Dopaminergic neuron differentiation
The UC-12-iPSCs were derived from urine cells isolated from a healthy donor33, and were differentiated into dopaminergic neurons as previous described with minor modifications41,42. Briefly, stem cells were plated into six-well plates precoated with Matrigel in PSC Neural Induction Medium in the presence of Y27632. The cell culture medium was changed every day for the next 7 days, and then the cells were trypsinizated and plated on dishes precoated with Matrigel at a density of 1.2 × 105 cm−2 in PSC neural induction medium with Y27632. The medium was changed every day, and the cells were cultured for dopaminergic differentiation. Briefly, the cells were cultured in six-well plates pre-coated with Matrigel at a density of 2 × 105 cells cm−2 in the dopaminergic induction medium (Neural Basal medium with 2% B27, 2 mM Glutamax, 1% nonessential amino acids, 100 U per ml penicillin, and 0.1 mg per ml streptomycin) supplemented with Sonic Hedgehog (SHH, PeproTech, 200 ng mL−1), FGF8 (PeproTech, 100 ng mL−1), the medium was changed every day up to 10 days. Then the cells were dissociated and seeded into plates pre-coated with poly-l-ornithine/laminin at a density of 2–4 × 104 cells cm−2 and incubated for another 10 days in dopaminergic maturation medium consisting of neural basal medium, 2% B27, 1% nonessential amino acids, 2 mM Glutamax, glial cell line-derived neurotrophic factor (GDNF, PeproTech, 20 ng mL−1), brain-derived neurotrophic factor (BDNF, PeproTech, 20 ng mL−1), 0.2 mM AA (Sigma Aldrich), DAPT (10 nM; Tocris), cAMP (10 μM, Sigma Aldrich), and TGFβ3 (1 ng mL−1; R&D)

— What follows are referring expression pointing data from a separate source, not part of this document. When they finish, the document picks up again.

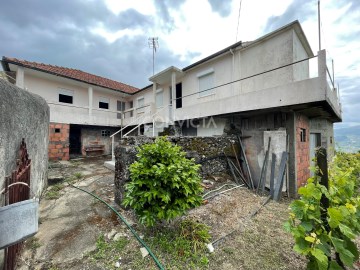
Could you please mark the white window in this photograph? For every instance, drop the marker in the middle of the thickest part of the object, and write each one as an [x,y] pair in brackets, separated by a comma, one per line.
[206,83]
[66,96]
[141,103]
[120,108]
[104,103]
[105,133]
[159,98]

Plasmids and siRNA transient transfection
For plasmid transfection, SH-SY5Y cells were transiently transfected with GFP-LC3, GFP-TFEB, flag-TFEB plasmids for 24 h, using lipofectamineTM 3000 according to the protocol from the manufacturer. For the siRNA targeting autophagy gene ATG5 or TFEB was transfected into SH-SY5Y for 48 h, using lipofectamineTM 3000 according to the manufacturer’s protocol.
MMP determination
Briefly, SH-SY5Y cells were treated as previously described. Then cells were collected by centrifugation, resuspended in JC-1 working buffer and incubated at 37 °C for 15 min. The cells were washed with the buffer and analyzed using a flow cytometer. Totally, 10,000 samples were acquired for the analysis. Red and green populations were subsequently gated for quantification.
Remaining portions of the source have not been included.